This project is intended to scrape product information and reviews from sephora.ca for some analysis. It uses selenium to scrape data.
File sephora_scrapping.py is the main file for scrapping products information and reviews. In the script, I used chrome browser. To run this code, please download chrome driver to the same directory of sephora_scrapping.py (if you already have Chrome brower). If you prefer to use other browser, please also download the browser driver to the same directory of sephora_scrapping.py.

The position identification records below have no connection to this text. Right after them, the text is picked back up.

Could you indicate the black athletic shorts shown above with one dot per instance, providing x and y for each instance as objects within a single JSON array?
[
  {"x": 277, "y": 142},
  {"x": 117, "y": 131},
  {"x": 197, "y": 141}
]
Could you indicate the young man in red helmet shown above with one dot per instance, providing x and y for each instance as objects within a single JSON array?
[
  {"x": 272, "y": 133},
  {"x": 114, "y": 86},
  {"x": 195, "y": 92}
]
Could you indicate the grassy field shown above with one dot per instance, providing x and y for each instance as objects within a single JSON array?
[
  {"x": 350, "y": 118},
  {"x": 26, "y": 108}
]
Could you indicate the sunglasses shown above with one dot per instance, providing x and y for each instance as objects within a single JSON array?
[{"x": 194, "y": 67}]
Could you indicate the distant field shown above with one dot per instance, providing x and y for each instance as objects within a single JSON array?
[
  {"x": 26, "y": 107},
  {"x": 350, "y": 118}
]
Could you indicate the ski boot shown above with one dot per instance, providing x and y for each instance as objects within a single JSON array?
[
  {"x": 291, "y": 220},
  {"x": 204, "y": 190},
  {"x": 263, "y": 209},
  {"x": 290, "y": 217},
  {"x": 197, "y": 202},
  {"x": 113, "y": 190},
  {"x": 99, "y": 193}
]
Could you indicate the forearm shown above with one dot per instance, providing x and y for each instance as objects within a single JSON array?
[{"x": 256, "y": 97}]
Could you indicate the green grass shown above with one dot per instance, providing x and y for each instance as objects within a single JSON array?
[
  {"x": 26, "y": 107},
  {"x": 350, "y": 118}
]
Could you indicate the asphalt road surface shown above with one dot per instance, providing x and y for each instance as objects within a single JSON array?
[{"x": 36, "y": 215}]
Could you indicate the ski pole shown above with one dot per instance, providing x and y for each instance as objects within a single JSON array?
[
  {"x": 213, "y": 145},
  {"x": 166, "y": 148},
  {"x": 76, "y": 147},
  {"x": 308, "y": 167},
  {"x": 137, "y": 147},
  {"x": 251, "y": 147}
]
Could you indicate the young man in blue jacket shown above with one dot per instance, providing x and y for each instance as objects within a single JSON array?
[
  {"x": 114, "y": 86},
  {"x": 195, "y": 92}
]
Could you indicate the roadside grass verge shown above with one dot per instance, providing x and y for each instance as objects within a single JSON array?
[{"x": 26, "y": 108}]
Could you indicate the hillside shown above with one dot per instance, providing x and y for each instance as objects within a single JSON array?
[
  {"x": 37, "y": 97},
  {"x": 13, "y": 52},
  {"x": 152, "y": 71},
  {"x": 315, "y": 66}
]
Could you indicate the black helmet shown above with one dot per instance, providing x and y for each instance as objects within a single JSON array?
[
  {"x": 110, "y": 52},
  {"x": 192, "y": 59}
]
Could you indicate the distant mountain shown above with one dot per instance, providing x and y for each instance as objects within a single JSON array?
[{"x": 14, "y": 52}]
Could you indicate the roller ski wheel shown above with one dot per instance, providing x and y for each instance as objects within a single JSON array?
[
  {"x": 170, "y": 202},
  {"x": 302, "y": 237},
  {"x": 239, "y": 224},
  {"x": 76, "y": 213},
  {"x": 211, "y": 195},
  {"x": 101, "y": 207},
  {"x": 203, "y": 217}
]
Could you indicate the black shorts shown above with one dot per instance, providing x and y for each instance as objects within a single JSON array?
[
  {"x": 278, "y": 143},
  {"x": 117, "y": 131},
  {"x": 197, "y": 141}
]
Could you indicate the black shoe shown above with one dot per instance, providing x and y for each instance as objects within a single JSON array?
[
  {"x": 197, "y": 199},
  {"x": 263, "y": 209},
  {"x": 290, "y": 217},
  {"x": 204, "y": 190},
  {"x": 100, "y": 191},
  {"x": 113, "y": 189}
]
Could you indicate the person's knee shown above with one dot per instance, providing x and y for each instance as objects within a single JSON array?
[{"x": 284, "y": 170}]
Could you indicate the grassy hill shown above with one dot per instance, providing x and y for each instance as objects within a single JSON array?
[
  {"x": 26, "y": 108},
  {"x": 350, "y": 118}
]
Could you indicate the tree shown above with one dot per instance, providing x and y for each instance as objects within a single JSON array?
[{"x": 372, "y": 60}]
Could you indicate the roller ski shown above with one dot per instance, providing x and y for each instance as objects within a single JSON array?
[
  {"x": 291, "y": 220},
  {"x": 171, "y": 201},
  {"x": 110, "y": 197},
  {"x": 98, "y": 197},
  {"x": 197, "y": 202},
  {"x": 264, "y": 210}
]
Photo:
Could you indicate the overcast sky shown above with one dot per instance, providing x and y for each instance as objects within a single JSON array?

File sephora_scrapping do the following things:
Given a base link, for example, the base link of all eye cream products in sephora.ca, this part will get product name and product link, and assign an index for this product as following:
index,product_name,product_link
0,OLEHENRIKSEN Banana Bright Eye Crème,https://www.sephora.com/ca/en/product/banana-bright-eye-creme-P426339?icid2=products%20grid:p426339:product
It could also scrape a product's overall information and overall rate:
- product_index
- product_details
- total_reviews_count
- number of 5 star rates
- number of 4 star rates
- number of 3 star rates
- number of 2 star rates
- number of 1 star rates
- overall rate
File sephora_scrapping could scrape the following separate review information:
- review_user_id
- review_user_info
- rate
- review_date
- review_content
- not_helpful
- helpful